U.S. Preparing For Military Draft in Spring of 2005

Legislation in the works: Selective Service System already mobilizing

| May 6, 2004

After the champagne popping from Washington to Crawford, Texas subsides, a re-elected President George W. Bush would reinstate the military draft sometime next spring. Legislation is already on the table in both the House and the Senate, in the form of twin bills S 89 and HR 163, 'in order to staff up for a protracted war on terrorism,' writes Adam Stutz, from Project Censored. Meanwhile, the Selective Service System has received an extra $28 million in funds for this year's budget to fill all 10,350 draft board positions and 11,070 appeals board slots nationwide and put 'troops on the ground in 85% of all American high schools to make sure no one between 18-25 years old slips through the cracks. Schools cannot very easily claim conscientious objector status, by the way. 'Buried deep in the 670 pages of the No Child Left Behind Act there is a provision which requires that public high schools give military recruiters access to facilities and also contact information for every student -- or else face a cutoff of federal aid,' writes Connor Freff Cochran of AlterNet.

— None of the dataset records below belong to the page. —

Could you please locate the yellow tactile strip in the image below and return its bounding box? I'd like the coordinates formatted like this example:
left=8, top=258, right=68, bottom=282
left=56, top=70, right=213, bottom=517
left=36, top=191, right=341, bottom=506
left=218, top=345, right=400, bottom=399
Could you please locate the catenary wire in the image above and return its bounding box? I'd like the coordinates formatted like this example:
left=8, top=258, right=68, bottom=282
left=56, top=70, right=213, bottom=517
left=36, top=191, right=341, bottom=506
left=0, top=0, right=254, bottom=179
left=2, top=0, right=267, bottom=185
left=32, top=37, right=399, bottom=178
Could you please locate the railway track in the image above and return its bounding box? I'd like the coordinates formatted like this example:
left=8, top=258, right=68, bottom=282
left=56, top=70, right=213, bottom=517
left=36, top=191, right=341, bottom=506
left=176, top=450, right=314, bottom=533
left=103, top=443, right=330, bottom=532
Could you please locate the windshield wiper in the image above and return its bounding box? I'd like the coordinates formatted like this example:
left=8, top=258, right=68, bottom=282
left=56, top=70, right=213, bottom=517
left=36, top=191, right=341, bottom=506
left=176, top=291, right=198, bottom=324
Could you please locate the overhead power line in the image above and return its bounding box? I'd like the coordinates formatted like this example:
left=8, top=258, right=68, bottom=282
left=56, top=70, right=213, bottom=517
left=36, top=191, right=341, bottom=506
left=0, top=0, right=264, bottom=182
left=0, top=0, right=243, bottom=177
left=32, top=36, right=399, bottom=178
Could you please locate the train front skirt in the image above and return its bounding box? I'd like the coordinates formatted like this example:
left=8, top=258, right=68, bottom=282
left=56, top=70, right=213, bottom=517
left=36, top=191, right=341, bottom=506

More than 30 years after the last young man was sent off to Vietnam to be slaughtered in a war ultimately so unpopular that many Americans believe the selective service will never again rear its ugly head, the Bush administration's motives for reinstating the draft are clear (especially if the Pentagon unilaterally attacks a third country this fall before the election). Cochran writes: 'Twenty-one of the US Army's 33 regular combat brigades are now on active duty in the 'hot' zones of Iraq, Afghanistan, South Korea, and the Balkans. That's 63 percent of the Army's fighting force. This is a huge overextension. History has proven that long-term military operations can only be sustained if you have twice as many soldiers waiting in the pipeline as are stationed out in the field. By that rule of thumb, the regular military is now 125,000 soldiers short.'

And 'draft dodging' would not be as easy as it was during the Vietnam Conflict, since attending college, being female, or fleeing to Canada could not be used as shelters this time around. Stutz writes, 'underclassmen would only be able to postpone service until the end of their current semester. Seniors would have until the end of the academic year.' Meanwhile, shortly after the 9/11 terrorist attacks, 'Canada and the U.S. signed a 'Smart Border Declaration,' which could be used to keep would-be draft dodgers in [the United States].' Hold your boys close, mommas. If Bush wins in November, they could be trading their high school diplomas in for dog tags.